On 2 July, Lowe visited Longwood and spoke to Montholon, the official manager of the household, about a reduction in expenses, particularly for food and wine. Balcombe’s purveyorship was criticised too, not just for the excessive quantity of food provided, but for its inedible nature.

The governor refused Montchenu permission to visit Madame Bertrand, which drove her to distraction, as the marquis had seen her ailing mother in France before setting off for St Helena. Napoleon still declined to meet the commissioners, which suited Lowe. Count Bertrand had conveyed the message that ‘if they wished to be introduced as private persons’ they should apply to him, but ‘The Emperor’ would not receive them officially. He did not recognise the right of the Allied powers to arbitrate upon his fate. He was the prisoner of England ‘in fact, but not in right’, but not the prisoner of Europe.27

Lowe fretted about what the commissioners were doing, determined to prevent any undue association between them and the people at Longwood. They in turn, finding themselves watched and their freedom curtailed, complained about him to their home governments, so adding to Lowe’s growing unfavourable reputation. Count Balmain’s assessment went to the Czar: ‘The responsibility with which he has been charged makes him tremble, and he becomes alarmed at the slightest incident, puzzles his brain for hours over nothing, and does with vast trouble what any one else would do in a minute.’28 Balmain had no idea at the time that he was writing about his future father-in-law.

On 10 July, O’Meara sent a letter from Longwood to Sir Thomas Reade, officially the governor’s deputy adjutant-general, effectively his espionage agent. In it the doctor sounded remarkably like a spy himself: ‘I understand from Madame that they have it in contemplation here to forward a letter of complaint against Sir Hudson to England (by what channel I did not understand), containing, no doubt, divers untruths, and praying he may be recalled. You had better give Sir Hudson a hint about it, but let it be between you and him only; as, though I have some reason to think that some plot is hatching, I am not quite sure of it, and any premature disclosure of it would not be the thing.’ 29

He went on to protest again about the food supplies to Longwood, lodging the blame to Balcombe’s partners rather than to the man he claimed as a friend. He said that Montholon was building up a file, finding out the price of every item of food and drink brought to the house. However, the purveyor had defenders in Sir Pulteney and Lady Malcolm, who were still at The Briars.

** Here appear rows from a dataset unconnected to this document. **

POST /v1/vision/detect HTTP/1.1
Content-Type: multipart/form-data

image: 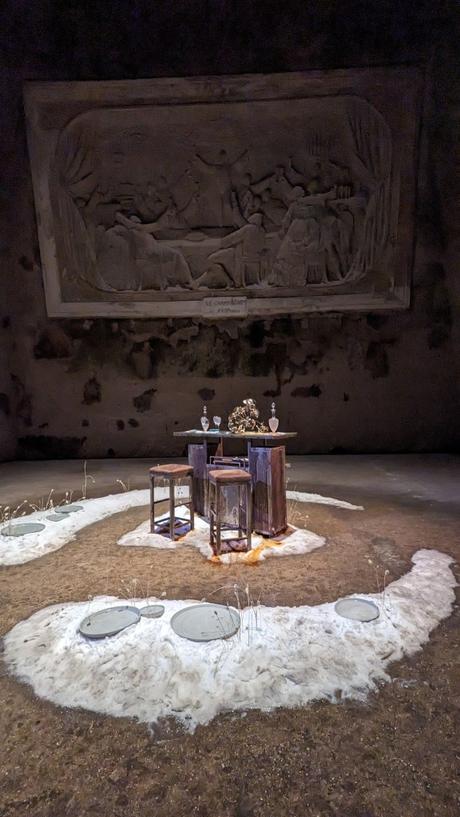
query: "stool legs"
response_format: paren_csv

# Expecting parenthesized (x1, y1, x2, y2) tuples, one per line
(150, 472, 195, 539)
(246, 481, 252, 551)
(169, 478, 175, 541)
(216, 483, 222, 555)
(237, 484, 242, 540)
(189, 474, 195, 533)
(150, 473, 155, 533)
(209, 479, 252, 556)
(209, 481, 219, 557)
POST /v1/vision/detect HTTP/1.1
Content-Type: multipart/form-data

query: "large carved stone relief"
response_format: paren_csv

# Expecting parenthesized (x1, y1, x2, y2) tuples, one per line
(24, 69, 421, 317)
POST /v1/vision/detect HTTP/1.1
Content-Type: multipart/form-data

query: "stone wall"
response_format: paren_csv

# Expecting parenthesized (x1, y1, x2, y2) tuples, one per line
(0, 316, 13, 460)
(1, 0, 459, 459)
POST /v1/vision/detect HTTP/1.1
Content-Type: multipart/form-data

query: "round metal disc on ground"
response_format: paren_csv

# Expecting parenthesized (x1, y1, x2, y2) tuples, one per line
(335, 598, 380, 622)
(79, 606, 140, 639)
(55, 504, 84, 514)
(170, 604, 240, 642)
(46, 513, 68, 522)
(140, 604, 165, 619)
(0, 522, 46, 537)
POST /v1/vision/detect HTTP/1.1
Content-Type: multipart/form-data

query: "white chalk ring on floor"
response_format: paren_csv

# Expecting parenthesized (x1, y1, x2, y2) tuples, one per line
(170, 603, 240, 642)
(79, 606, 140, 639)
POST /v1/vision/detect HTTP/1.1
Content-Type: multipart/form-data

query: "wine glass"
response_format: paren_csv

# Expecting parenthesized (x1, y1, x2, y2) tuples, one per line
(213, 415, 222, 431)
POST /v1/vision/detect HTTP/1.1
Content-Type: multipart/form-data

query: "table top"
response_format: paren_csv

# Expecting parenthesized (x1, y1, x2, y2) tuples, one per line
(173, 430, 297, 441)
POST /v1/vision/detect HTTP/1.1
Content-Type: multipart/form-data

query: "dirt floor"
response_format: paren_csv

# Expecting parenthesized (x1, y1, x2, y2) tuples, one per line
(0, 489, 459, 817)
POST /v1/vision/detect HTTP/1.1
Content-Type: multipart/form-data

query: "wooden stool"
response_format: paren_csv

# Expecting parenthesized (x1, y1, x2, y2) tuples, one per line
(208, 469, 252, 556)
(149, 464, 194, 541)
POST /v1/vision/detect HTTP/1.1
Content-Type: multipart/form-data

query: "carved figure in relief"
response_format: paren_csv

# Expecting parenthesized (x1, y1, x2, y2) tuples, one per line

Lady Malcolm wrote to her aunt, the wife of Admiral Lord Keith, that she sympathised with Balcombe for having to feed the ingrates at Longwood: ‘They complained that the wine was bad, but how can it be otherwise, for if they get a week’s supply at a time, the servants drink it all in three days.’ Bonaparte had a great appetite and demanded a roast every day; after fourteen consecutive days of roast pork, he complained: ‘“Encore cochon de lait”. It was the fault of his own people, who took the turkeys and geese, and continued to send the pigs to his table!’30 But the cost of catering was enormous and Bonaparte himself had said that Balcombe ‘costs more than he is worth’.

Meanwhile, the Colonial Office had sent out the components for a new prefabricated house to make the prisoner and his retinue more comfortable.